Oh ja, toll. Aber wird werden aufgeklärt: zum Beispiel vom Tagesanzeiger, der schreibt (wohlmeinend, aber vielleicht sogar zutreffend):

Klar, dass der Drehbuchautor Erol Yesilkaya keinen realistischen Kriminalfall inszenieren, sondern Klischees und Konventionen hinterfragen wollte.

Für eine Kriminalsatire reichte es aber nicht, weil die Stellen zum Lachen fehlten – und die Figuren nicht „überzogen“ genug waren.

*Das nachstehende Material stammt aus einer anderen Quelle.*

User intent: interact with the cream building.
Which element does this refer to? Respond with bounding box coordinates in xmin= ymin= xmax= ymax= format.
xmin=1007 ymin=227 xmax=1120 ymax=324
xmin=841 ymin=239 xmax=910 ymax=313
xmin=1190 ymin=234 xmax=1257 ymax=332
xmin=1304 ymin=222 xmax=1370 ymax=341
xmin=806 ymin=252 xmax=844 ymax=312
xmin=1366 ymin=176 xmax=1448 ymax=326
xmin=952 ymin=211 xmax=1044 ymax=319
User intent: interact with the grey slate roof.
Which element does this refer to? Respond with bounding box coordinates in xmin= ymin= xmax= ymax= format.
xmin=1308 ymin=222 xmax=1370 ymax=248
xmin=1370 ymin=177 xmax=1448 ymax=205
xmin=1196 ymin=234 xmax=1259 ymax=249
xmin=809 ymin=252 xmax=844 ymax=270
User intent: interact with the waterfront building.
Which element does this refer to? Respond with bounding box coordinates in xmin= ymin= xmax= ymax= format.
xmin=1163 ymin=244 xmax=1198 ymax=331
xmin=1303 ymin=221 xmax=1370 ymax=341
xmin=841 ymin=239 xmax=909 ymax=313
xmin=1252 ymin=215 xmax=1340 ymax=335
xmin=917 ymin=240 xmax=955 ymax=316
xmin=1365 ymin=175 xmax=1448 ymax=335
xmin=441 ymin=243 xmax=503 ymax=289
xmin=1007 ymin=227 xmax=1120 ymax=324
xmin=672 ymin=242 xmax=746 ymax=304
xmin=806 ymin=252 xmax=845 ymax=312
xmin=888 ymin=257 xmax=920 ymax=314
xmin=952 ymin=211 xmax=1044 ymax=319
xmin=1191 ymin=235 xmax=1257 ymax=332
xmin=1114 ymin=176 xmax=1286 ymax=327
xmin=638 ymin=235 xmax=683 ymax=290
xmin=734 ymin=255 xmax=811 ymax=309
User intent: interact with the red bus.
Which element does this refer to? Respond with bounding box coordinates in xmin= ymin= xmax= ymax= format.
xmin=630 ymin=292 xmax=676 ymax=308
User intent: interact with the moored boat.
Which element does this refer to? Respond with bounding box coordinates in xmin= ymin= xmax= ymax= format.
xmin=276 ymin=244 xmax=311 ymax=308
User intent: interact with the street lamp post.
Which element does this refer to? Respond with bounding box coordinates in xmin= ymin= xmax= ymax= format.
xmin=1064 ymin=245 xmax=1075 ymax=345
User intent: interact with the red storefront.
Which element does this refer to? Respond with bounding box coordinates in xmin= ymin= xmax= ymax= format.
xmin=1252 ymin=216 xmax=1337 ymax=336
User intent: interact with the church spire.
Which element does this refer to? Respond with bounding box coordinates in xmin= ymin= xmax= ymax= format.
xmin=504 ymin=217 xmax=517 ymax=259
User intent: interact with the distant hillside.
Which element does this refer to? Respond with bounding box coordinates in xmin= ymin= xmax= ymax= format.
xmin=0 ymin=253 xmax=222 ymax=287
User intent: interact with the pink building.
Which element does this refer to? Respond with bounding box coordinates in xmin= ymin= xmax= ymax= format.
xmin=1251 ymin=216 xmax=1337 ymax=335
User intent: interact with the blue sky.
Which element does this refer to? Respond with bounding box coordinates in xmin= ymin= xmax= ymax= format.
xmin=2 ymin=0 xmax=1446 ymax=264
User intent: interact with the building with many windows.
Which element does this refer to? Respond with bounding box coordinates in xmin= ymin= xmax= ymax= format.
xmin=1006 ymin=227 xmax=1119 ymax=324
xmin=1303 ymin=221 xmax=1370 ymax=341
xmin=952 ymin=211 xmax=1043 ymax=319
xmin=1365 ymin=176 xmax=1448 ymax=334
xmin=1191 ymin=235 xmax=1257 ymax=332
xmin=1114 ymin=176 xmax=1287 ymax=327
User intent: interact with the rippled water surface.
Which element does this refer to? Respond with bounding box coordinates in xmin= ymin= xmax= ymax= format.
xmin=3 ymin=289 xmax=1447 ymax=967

Klar ist die Psychologin Anna Janneke ein bisschen neben der Spur, klar ist Kollege Paul Brix ein einsamer Wolf mit eigenen Gesetzen. Aber das reicht eben nicht – und mal ehrlich, heute ist „Kottan ermittelt“ auch nicht mehr so witzig, wie es mal war.

Ach ja – die Presse meint überwiegend, das sei Autor und Regie eine ganz große Nummer gelungen. Und fragt, was der typische Zwerg Nase, der „Tatort“ sieht, nun wirklich wissen will. Was ist eigentlich mit dem Kommissar und seiner eigenartigen Mitbewohnerin? Und wie wird sich das Verhältnis von Kommissar und Psychologin entwickeln?

Ein Kriminalfilm? Eine Krimisatire? Ein Sammelsurium schrulliger Typen? Nein, nein: Irgendetwas muss das Fernsehen ja am Sonntagabend bringen. Und erwartet wird ein „Tatort“. Also wird auf Biegen und Brechen einer gebastelt. Und heraus kommt dann eben eine Krimi-Klamotte.

Tatort aus Luzern – sollten wir den Täter klammheimlich lieben?

Der Täter war sowieso schon mal der Täter. Ganz klar. Da muss der Zuschauer wenigstens nicht rätseln. Eigentlich war es so knuffig, dass ihn jede Frau gerne mal mit Heim nehmen würde, um ihn mal richtig durchzuknuddeln und dann am nächsten Morgen hurtig wieder loszuwerden.

Nur, dass er den Menschen leider so scheußlich die Hirne aus dem Kopf schießt. "Es wird gerichtet" war der Titel. Der Zuschauer ist irritiert, weil das Kerlchen doch so lieb aussieht. Aber das soll er nicht bleiben: Ein „Profiler“ erklärt langatmig, wie ein netter Mensch dazu kommt, einfach so die Gehirne wegzupüstern. Das Publikum darf nun noch entscheiden: Dürfen wir den Täter noch klammheimlich lieben oder müssen wir ihn schon hassen?

Ei, ei, aber da bringt er einen Freund um, einfach so. Nun sollen wir ihn vermutlich hassen. Und dann erschießt er noch den „Falschen“, und der böse, böse Mann, den er erschießen wollte, lebt weiter. So ein Ärger aber auch.

Am Ende nimmt der inzwischen traurige Knuddelmann seine Frau in den Arm und erschießt sich selbst nebst Ehefrau. Beide sind tot, was die Frage nach der Gerechtigkeit abermals offen lässt. Wer wird schon schlecht von den Toten reden? Sie sind einfach zu tot.